Я пожалел о том, что у него нет языка. Мне приходилось самому подбирать за него нужные слова. В молодости Эльхстан согласился подтвердить клятвой невиновность человека, подозреваемого в воровстве. Обвинителем был один богач, и как-то ночью трое головорезов вырвали Эльхстану язык. Поскольку поручиться за невинного человека теперь никто не мог, он был осужден, попал в рабство к тому богачу и вскоре умер. А Эльхстан онемел. Теперь за него говорили лишь слезящиеся глаза и мое чувство вины.
Мастер закрыл глаза, покачал головой и пробормотал что-то себе под нос. Я посмотрел на этого тощего, как щепка, столяра, на его распухшее лицо и жидкие седые волосы, растрепанные ветром. Мне стало стыдно за то, что я боюсь, в то время как этот немой старик проявляет такое мужество.

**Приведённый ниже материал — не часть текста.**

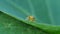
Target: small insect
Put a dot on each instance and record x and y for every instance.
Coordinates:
(31, 18)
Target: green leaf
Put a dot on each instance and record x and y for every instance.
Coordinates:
(46, 13)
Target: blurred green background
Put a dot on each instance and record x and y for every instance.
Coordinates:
(46, 13)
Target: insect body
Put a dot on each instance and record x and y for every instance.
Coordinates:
(31, 18)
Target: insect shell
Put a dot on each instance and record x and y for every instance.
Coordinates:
(31, 18)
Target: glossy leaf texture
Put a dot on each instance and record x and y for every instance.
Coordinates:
(46, 12)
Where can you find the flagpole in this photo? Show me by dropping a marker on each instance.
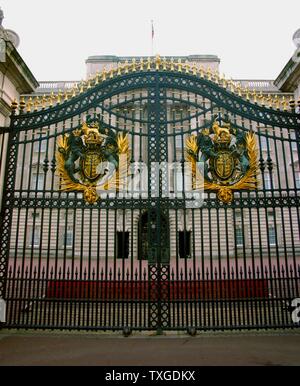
(152, 38)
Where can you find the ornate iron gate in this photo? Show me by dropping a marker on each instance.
(103, 223)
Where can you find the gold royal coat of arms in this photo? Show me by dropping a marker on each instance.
(92, 158)
(228, 157)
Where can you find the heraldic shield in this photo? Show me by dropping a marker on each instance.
(92, 159)
(229, 157)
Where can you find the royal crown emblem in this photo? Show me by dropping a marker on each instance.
(228, 157)
(92, 159)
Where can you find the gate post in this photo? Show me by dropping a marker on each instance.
(7, 201)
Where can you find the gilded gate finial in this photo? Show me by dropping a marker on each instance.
(228, 165)
(92, 159)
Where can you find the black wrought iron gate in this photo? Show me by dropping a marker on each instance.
(153, 253)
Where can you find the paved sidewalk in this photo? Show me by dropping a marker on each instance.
(59, 348)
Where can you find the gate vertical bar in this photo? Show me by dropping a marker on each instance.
(158, 265)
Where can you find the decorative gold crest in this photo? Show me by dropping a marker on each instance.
(229, 157)
(92, 158)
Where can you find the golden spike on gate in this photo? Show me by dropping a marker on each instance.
(104, 73)
(149, 64)
(239, 89)
(157, 62)
(172, 65)
(247, 94)
(22, 104)
(111, 73)
(208, 73)
(269, 100)
(58, 97)
(179, 65)
(119, 69)
(14, 106)
(277, 102)
(194, 69)
(141, 64)
(164, 63)
(126, 67)
(292, 103)
(133, 67)
(36, 103)
(216, 77)
(201, 71)
(29, 105)
(187, 67)
(44, 102)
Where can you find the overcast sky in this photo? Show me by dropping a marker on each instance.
(252, 38)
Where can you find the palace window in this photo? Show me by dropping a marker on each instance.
(239, 236)
(263, 143)
(294, 143)
(122, 245)
(272, 235)
(34, 236)
(184, 244)
(37, 181)
(297, 179)
(40, 146)
(69, 237)
(267, 181)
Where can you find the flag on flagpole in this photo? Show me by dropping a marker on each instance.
(152, 29)
(152, 37)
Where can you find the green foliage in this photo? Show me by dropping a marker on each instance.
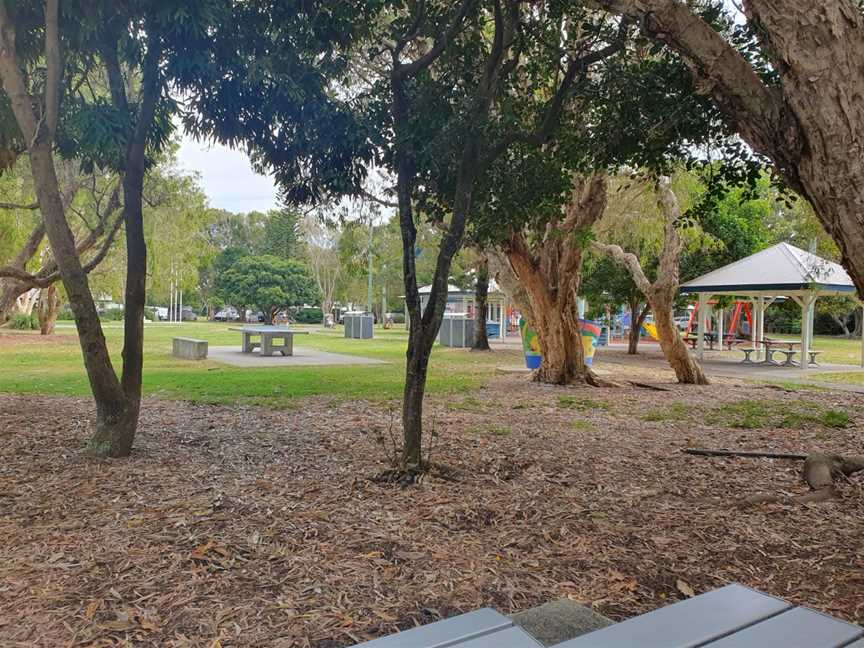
(23, 322)
(112, 315)
(267, 282)
(281, 237)
(309, 316)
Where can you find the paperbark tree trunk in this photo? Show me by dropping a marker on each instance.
(481, 294)
(661, 294)
(549, 268)
(811, 126)
(638, 313)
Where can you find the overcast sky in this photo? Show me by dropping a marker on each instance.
(227, 177)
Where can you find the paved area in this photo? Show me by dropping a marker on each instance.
(303, 357)
(728, 364)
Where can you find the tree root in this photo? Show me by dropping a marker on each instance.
(821, 471)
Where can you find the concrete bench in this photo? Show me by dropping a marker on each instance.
(189, 348)
(730, 617)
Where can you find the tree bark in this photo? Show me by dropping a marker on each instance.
(638, 313)
(811, 126)
(49, 308)
(481, 293)
(550, 271)
(661, 294)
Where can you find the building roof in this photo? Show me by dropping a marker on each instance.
(780, 269)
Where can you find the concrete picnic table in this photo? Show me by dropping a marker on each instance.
(733, 616)
(267, 334)
(786, 347)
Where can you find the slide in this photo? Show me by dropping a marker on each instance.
(650, 329)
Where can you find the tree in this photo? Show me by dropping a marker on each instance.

Подул сильный северный ветер, и Сигурд отдал приказ поднять большой парус, сработанный из шерстяной ткани. Это дало возможность гребцам убрать весла и отдохнуть. Выцветшее красное полотнище наполнилось воздухом, скандинавы расслабились и принялись растирать ноющие руки. Кое-кто достал из сундуков игральные кости или недоделанные резные деревянные фигуры. Другие стали точить мечи или свернулись клубком, собираясь заснуть. Двое воинов раздали всем, в том числе мне и старику, вяленую рыбу и куски сыра. Некоторые скандинавы стали брюзжать. Мол, они все равно пристанут к берегу, разведут костер и полакомятся свежим мясом, даже если ради этого придется сразиться с англичанами.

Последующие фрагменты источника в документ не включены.